The first time I was told I had cancer; I thought it might be the beginning of the end of my life.
I remember thinking, I can’t die now, I have unfinished projects everywhere I look, who will finish them? And I had always assumed I would be here to take care of my wife when we got older. Who will do that if I’m not here?
After prayer and consideration, I came to realize that there isn’t really anything that won’t get by without me.
I was mentally preparing my self for the end. You reluctantly try the notion on for size, wear it around for a while, and with God you can say, “If I must, I can do this.”
I had surgery and recovery, and after a while I thought my life might continue.
Time passes and you start thinking, “Maybe I will be around a while, maybe even a long time.” So you wear that around and get used to it.
Then came the second cancer, this one incurable. Those words are devastating, but good or bad (bad or worse), I have God’s peace. I remember the moment it hit me, the peace that passes all understanding. You can learn about it here – Philippians 4:7.

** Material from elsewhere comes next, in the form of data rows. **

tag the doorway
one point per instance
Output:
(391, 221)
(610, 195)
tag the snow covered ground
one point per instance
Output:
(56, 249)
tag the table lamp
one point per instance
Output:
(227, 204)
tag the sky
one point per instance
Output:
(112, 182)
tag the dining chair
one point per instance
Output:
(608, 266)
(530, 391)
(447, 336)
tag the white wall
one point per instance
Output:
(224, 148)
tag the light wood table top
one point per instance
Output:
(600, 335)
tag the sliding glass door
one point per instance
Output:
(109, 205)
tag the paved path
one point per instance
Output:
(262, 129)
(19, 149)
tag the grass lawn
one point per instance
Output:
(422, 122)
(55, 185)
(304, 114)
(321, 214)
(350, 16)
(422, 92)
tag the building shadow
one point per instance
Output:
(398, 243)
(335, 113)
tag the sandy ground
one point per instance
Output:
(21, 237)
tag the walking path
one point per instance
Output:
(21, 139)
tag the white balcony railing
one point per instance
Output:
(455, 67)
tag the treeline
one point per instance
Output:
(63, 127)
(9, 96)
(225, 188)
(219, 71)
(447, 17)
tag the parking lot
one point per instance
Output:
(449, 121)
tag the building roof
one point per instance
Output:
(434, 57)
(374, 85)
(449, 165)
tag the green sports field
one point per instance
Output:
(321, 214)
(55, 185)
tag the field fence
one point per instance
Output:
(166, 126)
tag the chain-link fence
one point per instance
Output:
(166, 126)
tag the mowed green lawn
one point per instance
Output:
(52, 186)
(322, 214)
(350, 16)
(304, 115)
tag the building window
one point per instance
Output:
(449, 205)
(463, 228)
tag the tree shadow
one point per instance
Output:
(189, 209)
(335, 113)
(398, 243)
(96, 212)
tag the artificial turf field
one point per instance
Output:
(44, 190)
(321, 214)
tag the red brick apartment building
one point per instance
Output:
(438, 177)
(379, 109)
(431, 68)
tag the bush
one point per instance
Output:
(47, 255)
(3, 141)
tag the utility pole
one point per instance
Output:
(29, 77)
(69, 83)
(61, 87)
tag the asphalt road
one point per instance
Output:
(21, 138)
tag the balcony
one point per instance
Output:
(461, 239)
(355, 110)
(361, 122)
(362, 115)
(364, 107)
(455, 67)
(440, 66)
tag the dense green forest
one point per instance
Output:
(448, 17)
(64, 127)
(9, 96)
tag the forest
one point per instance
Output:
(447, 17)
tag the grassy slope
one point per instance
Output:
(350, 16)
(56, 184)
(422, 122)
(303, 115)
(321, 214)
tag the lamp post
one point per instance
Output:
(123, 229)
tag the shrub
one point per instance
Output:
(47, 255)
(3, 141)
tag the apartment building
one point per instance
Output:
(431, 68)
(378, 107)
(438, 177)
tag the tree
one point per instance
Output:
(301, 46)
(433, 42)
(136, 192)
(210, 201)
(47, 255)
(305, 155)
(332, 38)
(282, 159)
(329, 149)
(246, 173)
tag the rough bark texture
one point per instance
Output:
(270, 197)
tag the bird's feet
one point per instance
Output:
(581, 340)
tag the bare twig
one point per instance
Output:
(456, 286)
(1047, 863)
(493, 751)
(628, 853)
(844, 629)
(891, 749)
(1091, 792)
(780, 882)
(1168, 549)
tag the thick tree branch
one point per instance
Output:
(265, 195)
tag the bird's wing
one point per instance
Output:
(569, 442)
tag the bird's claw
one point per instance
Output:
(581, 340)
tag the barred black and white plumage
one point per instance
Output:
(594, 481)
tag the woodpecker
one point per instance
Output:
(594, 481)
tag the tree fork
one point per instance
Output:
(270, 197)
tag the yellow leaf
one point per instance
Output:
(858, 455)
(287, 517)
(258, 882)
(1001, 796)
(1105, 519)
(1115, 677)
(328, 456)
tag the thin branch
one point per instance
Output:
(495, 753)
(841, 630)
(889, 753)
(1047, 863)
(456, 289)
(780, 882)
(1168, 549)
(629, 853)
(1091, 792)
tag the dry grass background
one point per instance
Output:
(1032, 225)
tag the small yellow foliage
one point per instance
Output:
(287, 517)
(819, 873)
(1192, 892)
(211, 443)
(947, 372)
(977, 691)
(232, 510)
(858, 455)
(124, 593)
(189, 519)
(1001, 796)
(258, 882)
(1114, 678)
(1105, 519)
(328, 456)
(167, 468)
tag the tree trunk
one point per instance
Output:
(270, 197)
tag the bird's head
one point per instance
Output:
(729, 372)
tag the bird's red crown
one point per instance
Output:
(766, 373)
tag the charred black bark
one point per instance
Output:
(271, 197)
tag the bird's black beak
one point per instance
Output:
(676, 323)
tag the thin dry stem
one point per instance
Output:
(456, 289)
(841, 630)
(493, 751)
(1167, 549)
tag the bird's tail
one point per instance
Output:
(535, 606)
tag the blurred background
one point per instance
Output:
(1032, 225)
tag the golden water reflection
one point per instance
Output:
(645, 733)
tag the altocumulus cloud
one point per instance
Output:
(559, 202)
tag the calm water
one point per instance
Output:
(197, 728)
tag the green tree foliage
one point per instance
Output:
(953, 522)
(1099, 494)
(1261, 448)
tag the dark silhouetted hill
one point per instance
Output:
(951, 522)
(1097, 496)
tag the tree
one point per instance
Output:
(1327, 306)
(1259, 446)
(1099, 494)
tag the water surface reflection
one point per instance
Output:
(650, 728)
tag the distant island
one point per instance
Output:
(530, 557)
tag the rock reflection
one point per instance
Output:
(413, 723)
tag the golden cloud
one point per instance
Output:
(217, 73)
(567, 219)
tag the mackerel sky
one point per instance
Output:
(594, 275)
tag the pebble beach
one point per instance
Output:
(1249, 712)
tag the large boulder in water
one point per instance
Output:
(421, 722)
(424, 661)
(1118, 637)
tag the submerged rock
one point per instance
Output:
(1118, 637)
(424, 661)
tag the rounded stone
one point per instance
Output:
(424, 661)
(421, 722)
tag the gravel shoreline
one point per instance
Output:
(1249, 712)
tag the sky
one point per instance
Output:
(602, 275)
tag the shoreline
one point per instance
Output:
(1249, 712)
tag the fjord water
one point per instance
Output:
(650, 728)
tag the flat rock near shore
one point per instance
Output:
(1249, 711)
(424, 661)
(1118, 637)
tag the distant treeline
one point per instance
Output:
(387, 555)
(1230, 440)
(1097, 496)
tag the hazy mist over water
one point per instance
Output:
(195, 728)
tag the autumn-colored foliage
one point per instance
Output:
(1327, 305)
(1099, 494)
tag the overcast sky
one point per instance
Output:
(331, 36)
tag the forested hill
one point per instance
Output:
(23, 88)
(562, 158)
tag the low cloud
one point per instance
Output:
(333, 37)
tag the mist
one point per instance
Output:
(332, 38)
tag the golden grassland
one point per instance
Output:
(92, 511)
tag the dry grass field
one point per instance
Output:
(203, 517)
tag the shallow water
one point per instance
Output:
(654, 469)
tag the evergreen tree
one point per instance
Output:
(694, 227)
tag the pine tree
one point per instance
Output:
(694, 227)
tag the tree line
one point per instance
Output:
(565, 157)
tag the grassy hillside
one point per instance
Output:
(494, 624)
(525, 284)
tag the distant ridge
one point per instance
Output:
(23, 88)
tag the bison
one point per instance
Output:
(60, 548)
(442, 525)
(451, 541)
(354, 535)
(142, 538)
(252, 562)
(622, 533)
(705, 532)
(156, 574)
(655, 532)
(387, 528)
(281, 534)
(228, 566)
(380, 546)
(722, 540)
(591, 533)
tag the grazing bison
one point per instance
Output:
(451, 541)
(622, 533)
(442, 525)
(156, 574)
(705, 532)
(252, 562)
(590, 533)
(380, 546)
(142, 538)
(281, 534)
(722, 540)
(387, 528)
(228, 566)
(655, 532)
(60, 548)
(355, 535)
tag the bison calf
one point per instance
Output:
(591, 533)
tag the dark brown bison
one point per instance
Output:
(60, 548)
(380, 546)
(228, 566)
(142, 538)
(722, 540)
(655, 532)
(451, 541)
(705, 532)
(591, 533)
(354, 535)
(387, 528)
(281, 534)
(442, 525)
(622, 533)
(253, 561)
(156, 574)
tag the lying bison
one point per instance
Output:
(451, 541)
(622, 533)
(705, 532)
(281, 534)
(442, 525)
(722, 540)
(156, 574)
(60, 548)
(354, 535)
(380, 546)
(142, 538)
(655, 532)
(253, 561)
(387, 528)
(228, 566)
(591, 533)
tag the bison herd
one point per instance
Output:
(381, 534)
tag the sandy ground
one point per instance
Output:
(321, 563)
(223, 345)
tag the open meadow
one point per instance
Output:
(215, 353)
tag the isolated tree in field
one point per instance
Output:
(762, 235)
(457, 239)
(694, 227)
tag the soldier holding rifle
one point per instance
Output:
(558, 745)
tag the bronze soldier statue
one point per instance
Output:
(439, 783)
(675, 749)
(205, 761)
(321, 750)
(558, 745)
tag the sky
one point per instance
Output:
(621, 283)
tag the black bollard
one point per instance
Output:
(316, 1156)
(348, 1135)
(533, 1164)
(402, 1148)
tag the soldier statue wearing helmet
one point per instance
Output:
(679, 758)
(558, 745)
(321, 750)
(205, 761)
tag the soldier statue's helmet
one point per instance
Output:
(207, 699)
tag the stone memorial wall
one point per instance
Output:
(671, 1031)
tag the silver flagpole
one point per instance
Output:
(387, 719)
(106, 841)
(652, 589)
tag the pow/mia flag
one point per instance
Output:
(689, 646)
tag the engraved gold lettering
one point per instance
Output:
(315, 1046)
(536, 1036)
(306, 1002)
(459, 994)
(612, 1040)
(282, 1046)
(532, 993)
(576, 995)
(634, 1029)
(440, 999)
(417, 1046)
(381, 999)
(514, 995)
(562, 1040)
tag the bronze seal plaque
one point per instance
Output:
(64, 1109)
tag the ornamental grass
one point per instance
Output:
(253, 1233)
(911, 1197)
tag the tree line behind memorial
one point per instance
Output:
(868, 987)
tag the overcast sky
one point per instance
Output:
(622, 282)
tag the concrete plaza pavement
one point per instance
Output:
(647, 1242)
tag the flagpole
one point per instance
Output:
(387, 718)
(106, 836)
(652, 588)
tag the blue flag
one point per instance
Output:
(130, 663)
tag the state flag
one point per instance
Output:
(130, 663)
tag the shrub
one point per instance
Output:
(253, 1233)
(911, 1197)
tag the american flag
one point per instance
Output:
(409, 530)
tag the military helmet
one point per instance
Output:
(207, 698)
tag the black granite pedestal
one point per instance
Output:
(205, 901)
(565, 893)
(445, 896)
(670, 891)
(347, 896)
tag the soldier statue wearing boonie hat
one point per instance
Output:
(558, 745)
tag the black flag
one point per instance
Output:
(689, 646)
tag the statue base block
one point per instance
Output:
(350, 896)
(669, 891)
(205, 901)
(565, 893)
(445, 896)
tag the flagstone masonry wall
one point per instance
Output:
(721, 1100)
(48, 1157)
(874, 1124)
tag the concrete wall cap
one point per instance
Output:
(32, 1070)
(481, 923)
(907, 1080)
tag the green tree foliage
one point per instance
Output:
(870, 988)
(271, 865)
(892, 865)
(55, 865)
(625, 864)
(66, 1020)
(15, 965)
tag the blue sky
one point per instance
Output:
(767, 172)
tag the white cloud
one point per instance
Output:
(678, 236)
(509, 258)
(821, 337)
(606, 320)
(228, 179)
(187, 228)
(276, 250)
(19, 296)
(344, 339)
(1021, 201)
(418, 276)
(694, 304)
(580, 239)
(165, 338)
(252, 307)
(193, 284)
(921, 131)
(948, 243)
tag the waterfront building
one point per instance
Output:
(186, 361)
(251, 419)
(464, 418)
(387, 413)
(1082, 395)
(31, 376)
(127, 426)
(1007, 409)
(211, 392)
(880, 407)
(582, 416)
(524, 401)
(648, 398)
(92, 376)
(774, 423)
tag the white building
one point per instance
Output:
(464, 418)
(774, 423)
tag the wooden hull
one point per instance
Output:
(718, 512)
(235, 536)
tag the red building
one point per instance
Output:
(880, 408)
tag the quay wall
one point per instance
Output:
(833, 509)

Certainly, I’d rather not have cancer; I’m in no hurry to die, but here on earth, the mortality rate is 100%.
I’m tested every three months. After stable, stable, and continuing stable, it’s easy to cast your focus a little farther out and think again, “Maybe I will be around for years.”
The difference between 1.2 and 1.8 is such a small number, but enough to bring a (Smoldering) Multiple Myeloma patient back for more testing, x-rays, waiting for the next answer (and the next question), and realizing again that this is could well be the beginning of the end.
I feel like such a wimp when I read the blogs and posts of other Multiple Myeloma cancer victims, they’ve been through so much. I’ve been enjoying a fairly normal life, quietly smoldering a year and a half; that’s easy.
These MMr’s are experienced and decorated medical combat veterans. Most have had serious medications, agonizing treatments, terrible side-effects, lives completely upended, and eventually – finally, death.
I read one Multiple Myeloma blogger’s list of stages he predicts most of us will go through. There was not one mention of Jesus, no peace from God.
How sad for him to face this (and eternity) without joy. His only hope was in doctors and medicine. I love doctors and medicine (and insurance!), but even with the very best, one day I will die.
I remember hearing it said of someone who survived a great tragedy, “God was surely with them!” But, then I wondered about those who didn’t survive, was God not with them? If they were believers, God was with them.
I realize that because he is always with me. Going in or out of the hospital, going in or out of cancer, going in or out of life, His presence is undeniable.
This cancer experience hasn’t been any fun, but through it, I’ve enjoyed the strength and comfort from God’s Peace. Thank you for your prayers for Diane and me.
Monday, I go for another bone marrow biopsy. This is where the roller-coaster starts to get exciting!